Why Journalism Needs the Punk-Rock Ethos
I planned to write my thoughts on the connection between journalism and the punk-rock ethos long before the dreaded night of November 8th. I’m not sure if I’d consider myself a punk, but as an aspiring full-time journalist, the punk ethos is something I can identify with. There’s more to the punk ideology than anarchy. It’s about rising from oppression and acting as a megaphone for the underrepresented, sometimes, with an angsty, youthful spirit. Isn’t that what journalists are supposed to do?
Drawing these parallels helped me understand my feelings on the election, the state of the nation and the future of media. I’m not here to yell at anyone or to spew hate speech. Our social media feeds are saturated with those comments already. Rather, I am writing to make sense of an uncertain future.
Before Election Day, I was afraid that although Millennials matched Baby Boomers in the electorate they would continue to be disengaged during the election, the first in 50 years without the full protection of the Voting Rights Act. Only half of eligible youth voters turned up at the polls. That number is pretty weak, considering the youngest Millennials were voting for the first time.
While young people may have squandered the opportunity to truly make an impact, the GOP enacted multiple barriers to voting across 14 states — including important swing states — like photo I.D requirements and voter purging that kept low-income individuals and people of color at home on Election Day. Democrats are also to blame for their failure to fight against voter suppression and still continue to sit on their hands with their mouths tightly shut.
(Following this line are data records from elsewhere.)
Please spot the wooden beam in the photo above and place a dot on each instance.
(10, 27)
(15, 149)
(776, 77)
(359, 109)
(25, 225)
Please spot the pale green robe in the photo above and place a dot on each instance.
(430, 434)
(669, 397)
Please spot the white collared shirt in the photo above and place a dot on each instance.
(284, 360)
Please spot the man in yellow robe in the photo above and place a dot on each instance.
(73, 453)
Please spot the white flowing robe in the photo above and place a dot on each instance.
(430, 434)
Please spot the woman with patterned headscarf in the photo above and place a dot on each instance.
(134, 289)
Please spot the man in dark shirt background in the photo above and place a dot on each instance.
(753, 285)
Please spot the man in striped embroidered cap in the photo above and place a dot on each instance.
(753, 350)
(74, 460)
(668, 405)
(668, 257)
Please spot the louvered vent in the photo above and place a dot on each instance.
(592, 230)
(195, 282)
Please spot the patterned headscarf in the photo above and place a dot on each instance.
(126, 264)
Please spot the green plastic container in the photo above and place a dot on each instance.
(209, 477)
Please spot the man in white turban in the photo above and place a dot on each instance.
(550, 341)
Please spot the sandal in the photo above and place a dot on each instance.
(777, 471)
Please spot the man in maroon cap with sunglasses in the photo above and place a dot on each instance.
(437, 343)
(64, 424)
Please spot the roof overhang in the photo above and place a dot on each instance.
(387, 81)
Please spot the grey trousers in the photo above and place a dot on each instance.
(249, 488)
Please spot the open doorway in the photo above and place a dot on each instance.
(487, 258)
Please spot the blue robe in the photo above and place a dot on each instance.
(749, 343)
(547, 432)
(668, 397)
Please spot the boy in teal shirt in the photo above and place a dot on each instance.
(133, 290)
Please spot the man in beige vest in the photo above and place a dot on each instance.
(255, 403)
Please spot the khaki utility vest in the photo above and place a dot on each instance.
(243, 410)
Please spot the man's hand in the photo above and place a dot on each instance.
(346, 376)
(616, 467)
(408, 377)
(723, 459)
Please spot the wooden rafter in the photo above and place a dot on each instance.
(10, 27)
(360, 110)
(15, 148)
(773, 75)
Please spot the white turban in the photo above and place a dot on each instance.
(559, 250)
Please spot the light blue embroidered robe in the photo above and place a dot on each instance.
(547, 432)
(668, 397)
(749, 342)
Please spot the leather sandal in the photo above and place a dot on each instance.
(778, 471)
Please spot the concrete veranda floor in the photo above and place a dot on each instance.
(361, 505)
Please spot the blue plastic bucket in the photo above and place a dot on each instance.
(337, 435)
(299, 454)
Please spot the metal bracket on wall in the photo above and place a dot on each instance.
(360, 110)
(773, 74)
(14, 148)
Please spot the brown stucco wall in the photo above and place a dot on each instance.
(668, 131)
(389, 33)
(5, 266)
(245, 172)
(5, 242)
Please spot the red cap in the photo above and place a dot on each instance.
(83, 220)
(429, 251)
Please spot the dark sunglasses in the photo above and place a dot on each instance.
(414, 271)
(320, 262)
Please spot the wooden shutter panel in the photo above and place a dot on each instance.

Enter the media. Eventually, news on voting restrictions were drowned out by alternating waves of Donald Trump’s hateful rhetoric and coverage on Hillary Clinton’s supposed e-mail scandal. One journalist who continues to extensively cover voter disenfranchisement is Ari Berman of the Nation, who pointed out that not a single question about the Voting Rights Act was asked in the 25 debates during this election season. The overall lack of coverage meant that journalists failed to hold Washington accountable for a fundamental right that so many people before us had died for. So while people scrambled to make a decision on Election Day, there weren’t enough people concerned with the right to vote in the first place. Between the nonsense coverage and political jargon,
it’s no wonder that people — especially the youth — were left confused, powerless and struggling with the daunting task of “choosing the lesser of two evils.” That was never a punk attitude.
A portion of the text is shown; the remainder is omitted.